Ребята обрадовались Генке. По очереди ехали на Гнедом. Впечатления дня и длинный путь утомили всех. Ноги болели…

Подходя к селу, мальчики изо всех сил старались казаться бодрыми, пели боевые военные песни, выпрямляли усталые плечи; но едва вошли в тёплую хату Степана Ильича, как один за другим повалились на лавку. Баба Ивга с ласковыми причитаниями кормила их варениками. Глаза у ребят закрывались, и, пока Татьяна стелила им на полу, они уже крепко спали, привалившись друг к другу. Митя не ложился долго. Он ждал машину, которая, по его расчётам, должна была скоро вернуться со станции.

Стоя на крыльце, Митя думал о развернувшихся событиях, как о каком-то страшном и неправдоподобном сне, и даже услышанная им по радио сводка не утвердила в нём мысли, что война действительно есть, что, может быть, где-то за пятьдесят – шестьдесят километров уже второй день идут кровопролитные бои… Митя ждал Степана Ильича.
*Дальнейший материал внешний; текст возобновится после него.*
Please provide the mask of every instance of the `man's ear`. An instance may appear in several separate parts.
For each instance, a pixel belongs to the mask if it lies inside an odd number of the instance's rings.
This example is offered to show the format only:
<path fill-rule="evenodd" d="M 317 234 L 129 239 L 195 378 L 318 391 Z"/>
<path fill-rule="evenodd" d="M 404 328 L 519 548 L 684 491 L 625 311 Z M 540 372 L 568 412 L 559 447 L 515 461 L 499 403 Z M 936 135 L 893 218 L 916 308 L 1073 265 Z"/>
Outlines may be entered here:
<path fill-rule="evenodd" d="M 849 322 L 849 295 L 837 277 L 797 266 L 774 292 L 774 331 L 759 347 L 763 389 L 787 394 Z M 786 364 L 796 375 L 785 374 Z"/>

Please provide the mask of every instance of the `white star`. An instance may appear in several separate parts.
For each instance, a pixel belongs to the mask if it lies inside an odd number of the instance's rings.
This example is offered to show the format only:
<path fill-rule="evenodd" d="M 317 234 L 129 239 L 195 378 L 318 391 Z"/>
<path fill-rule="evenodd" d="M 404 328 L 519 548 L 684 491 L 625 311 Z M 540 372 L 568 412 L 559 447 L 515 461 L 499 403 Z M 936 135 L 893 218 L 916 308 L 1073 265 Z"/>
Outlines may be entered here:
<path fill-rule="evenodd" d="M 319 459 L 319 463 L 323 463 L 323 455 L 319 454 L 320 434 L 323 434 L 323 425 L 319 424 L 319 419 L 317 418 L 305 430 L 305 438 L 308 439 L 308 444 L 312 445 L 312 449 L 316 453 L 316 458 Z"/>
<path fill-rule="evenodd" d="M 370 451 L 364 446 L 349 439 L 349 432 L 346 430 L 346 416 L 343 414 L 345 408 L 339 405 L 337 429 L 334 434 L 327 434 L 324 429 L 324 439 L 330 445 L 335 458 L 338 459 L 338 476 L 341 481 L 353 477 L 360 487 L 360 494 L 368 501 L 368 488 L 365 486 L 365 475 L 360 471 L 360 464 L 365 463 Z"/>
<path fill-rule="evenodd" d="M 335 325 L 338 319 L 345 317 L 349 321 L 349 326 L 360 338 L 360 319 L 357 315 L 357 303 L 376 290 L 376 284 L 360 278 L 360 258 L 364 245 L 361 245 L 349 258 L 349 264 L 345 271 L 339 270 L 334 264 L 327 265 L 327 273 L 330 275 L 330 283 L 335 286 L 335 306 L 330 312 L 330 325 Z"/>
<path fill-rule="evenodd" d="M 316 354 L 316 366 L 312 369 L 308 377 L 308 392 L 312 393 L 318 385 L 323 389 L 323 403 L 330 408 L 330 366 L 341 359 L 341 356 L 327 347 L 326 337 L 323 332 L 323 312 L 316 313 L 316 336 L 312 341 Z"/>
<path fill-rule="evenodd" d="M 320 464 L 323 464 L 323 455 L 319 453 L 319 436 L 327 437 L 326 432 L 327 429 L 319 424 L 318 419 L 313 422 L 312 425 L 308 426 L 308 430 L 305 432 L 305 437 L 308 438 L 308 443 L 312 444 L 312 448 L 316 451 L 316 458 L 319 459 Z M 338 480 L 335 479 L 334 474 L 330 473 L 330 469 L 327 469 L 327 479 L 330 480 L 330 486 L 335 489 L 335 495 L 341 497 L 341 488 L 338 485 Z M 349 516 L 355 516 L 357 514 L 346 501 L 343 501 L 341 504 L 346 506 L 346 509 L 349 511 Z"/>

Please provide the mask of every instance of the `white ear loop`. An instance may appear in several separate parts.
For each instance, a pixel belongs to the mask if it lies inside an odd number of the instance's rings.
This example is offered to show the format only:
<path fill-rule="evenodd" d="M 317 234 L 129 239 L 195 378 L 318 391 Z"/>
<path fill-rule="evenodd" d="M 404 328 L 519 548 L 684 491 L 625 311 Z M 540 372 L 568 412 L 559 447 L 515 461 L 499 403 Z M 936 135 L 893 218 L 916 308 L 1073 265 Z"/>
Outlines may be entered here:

Он чувствовал острую необходимость поговорить со взрослым партийным человеком. Быстрое продвижение немецких частей казалось ему тяжёлым недоразумением, а то, что враг осмеливался бомбить наши города, было совершенно невероятно…
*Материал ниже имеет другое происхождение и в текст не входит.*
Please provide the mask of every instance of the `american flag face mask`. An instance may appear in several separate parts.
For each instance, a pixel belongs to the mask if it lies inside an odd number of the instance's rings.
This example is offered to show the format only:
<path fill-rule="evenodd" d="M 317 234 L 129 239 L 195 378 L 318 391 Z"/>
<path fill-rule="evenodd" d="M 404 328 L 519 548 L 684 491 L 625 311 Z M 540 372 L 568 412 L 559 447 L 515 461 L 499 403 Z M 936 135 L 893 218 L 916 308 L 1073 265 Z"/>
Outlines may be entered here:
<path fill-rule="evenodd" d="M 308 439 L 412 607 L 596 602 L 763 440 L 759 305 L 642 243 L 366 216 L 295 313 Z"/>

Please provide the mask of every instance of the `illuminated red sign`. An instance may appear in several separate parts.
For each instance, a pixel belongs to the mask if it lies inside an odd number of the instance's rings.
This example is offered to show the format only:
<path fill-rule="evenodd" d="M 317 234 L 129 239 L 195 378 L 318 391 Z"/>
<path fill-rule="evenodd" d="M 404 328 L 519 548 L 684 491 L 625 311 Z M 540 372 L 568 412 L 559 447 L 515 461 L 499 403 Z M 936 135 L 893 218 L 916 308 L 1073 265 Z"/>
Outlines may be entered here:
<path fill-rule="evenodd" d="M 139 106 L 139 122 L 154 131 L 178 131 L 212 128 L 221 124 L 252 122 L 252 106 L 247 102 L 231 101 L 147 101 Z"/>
Степана Ильича не было. Баба Ивга объяснила, что сейчас всё село на уборке хлеба. Уложив ребят, ушла и Татьяна.

Митя сходил в школу, вместе с дедом Михайлом собрал пионерское имущество, туго набил рюкзаки. Назад он шёл шатаясь, отяжелевшие ноги не слушались его.

Над пустым селом гулял месяц – небо вдруг очистилось. Наступило затишье. На поле мирно гудели тракторы; освещённые месяцем тополя как будто охраняли село… Дорога уходила далеко-далеко, ровная, белая, спокойная…

У Степановой хаты Митя остановился, поглядел на часы: было двенадцать часов ночи. Машина могла бы уже вернуться… Митя вспомнил, что около деревни Жуковки, не доезжая станции, плохая дорога – песок и глина.

Степана Ильича всё ещё не было. На полу крепко спали ребята. На кровати сладко сопел Жорка. Митя лёг около Трубачёва; он представил себе Сергея Николаевича, отъезжающую машину с ребятами, девочек… Потом в его усталой голове всё смешалось задёрнулось туманом… И Митя заснул.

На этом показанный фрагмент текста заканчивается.